The ET group improved the 6RM significantly more (9.7%) than the CLT group (4.9%), but the improvements in throw power (between 5.8 and 10.9%) were equivalent in the two groups. The conclusion was that ET (continuous repetitions) improves strength (and hence 6RM) more than CLT, but both improve power in throwing loads of 20, 30 and 40 kg to the same extent.
This is one of the studies in which the existence of one of the previously mentioned errors is verified: the reduction in recovery time between series. The goal and reason for doing the CLT is to be able to do all the repetitions with less fatigue, that is, at a higher average speed (or more “power”, for most) for the same number of repetitions.
Therefore, in this case it cannot be said that doing all the repetitions without pausing between them is better than doing them with a pause, since the less fatigue that was reached in the first series of 3 repetitions was partly canceled out by the lesser recovery between each repetition. series of 3 repetitions.
That is to say, in order to be able to affirm what is concluded in this study, 2 series of 3 repetitions should have been done, with a first determined recovery between them, which would be equivalent to a series of 6 repetitions of the ET group. At this point, the same recovery should have been done between the second and third series that ET carried out between his series, and then the remaining 6 series should be done with the same protocol.
In this way, it could be affirmed that the ET was superior to the CLT. Regarding the equivalence in the improvements of the launch power, we are left with doubts about the way to measure the power (with a 100 HZ encoder of measurement frequency), although it is also possible that these results are due to to the fact that the CLT performed the movements at a mean speed slightly higher than that of the ET group, which could have benefited the speed of execution under light loads, even though the 6RM improved less.
Naturally, also present in this study and in all the ones we will see, is the fact that the training effect is poorly measured: only with a magnitude of load.
Hansen et al. (2011)
The aim of Hansen et al. (2011) was to test whether CLT training improved jumping power of elite category rugby players.

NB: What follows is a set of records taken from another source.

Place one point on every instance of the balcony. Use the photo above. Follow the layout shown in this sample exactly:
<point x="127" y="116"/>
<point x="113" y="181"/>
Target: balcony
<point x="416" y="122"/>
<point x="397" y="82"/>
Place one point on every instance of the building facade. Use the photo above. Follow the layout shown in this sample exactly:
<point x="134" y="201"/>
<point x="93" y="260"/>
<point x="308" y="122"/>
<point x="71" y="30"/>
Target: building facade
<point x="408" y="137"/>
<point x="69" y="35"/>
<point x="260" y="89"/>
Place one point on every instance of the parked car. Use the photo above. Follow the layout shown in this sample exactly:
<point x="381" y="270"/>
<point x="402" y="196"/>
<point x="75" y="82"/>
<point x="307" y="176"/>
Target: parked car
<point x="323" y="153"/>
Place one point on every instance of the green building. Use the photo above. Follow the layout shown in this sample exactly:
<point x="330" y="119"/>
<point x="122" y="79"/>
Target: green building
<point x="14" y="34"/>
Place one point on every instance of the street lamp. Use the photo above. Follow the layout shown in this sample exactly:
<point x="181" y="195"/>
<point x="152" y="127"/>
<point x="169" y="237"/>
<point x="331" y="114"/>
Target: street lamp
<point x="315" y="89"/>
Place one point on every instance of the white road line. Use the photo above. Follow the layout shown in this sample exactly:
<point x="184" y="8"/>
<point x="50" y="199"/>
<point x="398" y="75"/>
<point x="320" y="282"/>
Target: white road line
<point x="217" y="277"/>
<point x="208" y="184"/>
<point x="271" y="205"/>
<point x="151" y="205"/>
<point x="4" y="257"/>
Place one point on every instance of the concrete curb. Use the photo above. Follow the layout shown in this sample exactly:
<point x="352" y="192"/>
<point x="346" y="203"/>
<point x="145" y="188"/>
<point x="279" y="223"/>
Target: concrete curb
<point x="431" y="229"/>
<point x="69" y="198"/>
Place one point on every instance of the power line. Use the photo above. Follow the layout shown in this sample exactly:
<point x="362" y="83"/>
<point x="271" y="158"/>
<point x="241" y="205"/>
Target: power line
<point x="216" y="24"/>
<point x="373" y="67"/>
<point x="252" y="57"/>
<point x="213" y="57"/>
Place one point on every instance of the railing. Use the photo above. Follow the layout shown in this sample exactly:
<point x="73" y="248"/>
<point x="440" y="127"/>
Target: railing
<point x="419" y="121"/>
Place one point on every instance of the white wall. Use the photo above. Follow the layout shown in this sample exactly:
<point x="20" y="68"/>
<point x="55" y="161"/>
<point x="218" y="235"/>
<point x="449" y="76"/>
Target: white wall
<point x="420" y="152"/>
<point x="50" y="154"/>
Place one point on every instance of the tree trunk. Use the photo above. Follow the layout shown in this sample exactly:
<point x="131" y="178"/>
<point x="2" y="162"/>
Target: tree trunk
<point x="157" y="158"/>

The 18 players were divided into two groups of 9 subjects, who carried out the ET and the CLT. Before and after the 8-week training period, with 2 sessions per week, together with the rest of the rugby-specific training, the force-speed-power profile in the loaded jump (JS) and the “maximal force” were measured. (estimated 1RM) in the squat with the bar behind the head, but to a “visually high” angle of 90 degrees.
The intensity in the squat exercises (front and back) ranged between 80 and 95% in each session, and from 8 to 3-4 repetitions per set, which were 5 per session. That is, the training was practically with XRM (although 3 reps with 95% is not likely to be done).
Two-stroke jerks and power cleans were also done with similar intensities. Recovery time between sets was 3 minutes. CLT training was done with the same volume (sets x repetitions x loads). The recovery time between repetitions was 20-30 seconds, with an unstable distribution (?), difficult to explain, but this recovery time between repetitions was subtracted from the recovery time between sets to equalize the session times.
Both groups improved squat strength, but the ET group improved significantly more (18.3%) than the CLT group (14.6%). Neither of the two groups improved significantly in the variables measured in the jump exercises with loads (peak power, speed and force).
The results of this study confirm what was found in the previous one. The same design error is made, which does not allow a proper comparison of the effect of the CLT, the “maximum force” improves more in the group that does the ET and there are neither improvements within the groups nor differences between them in the performance indicators at high speeds (jumps). Therefore, all the comments on the previous study would be applicable in this case. However, the authors indicate that “evidence was given to support the possible benefit of the application of the CLT for the development of the power of the lower limbs, and that it should be preferable to the ET”.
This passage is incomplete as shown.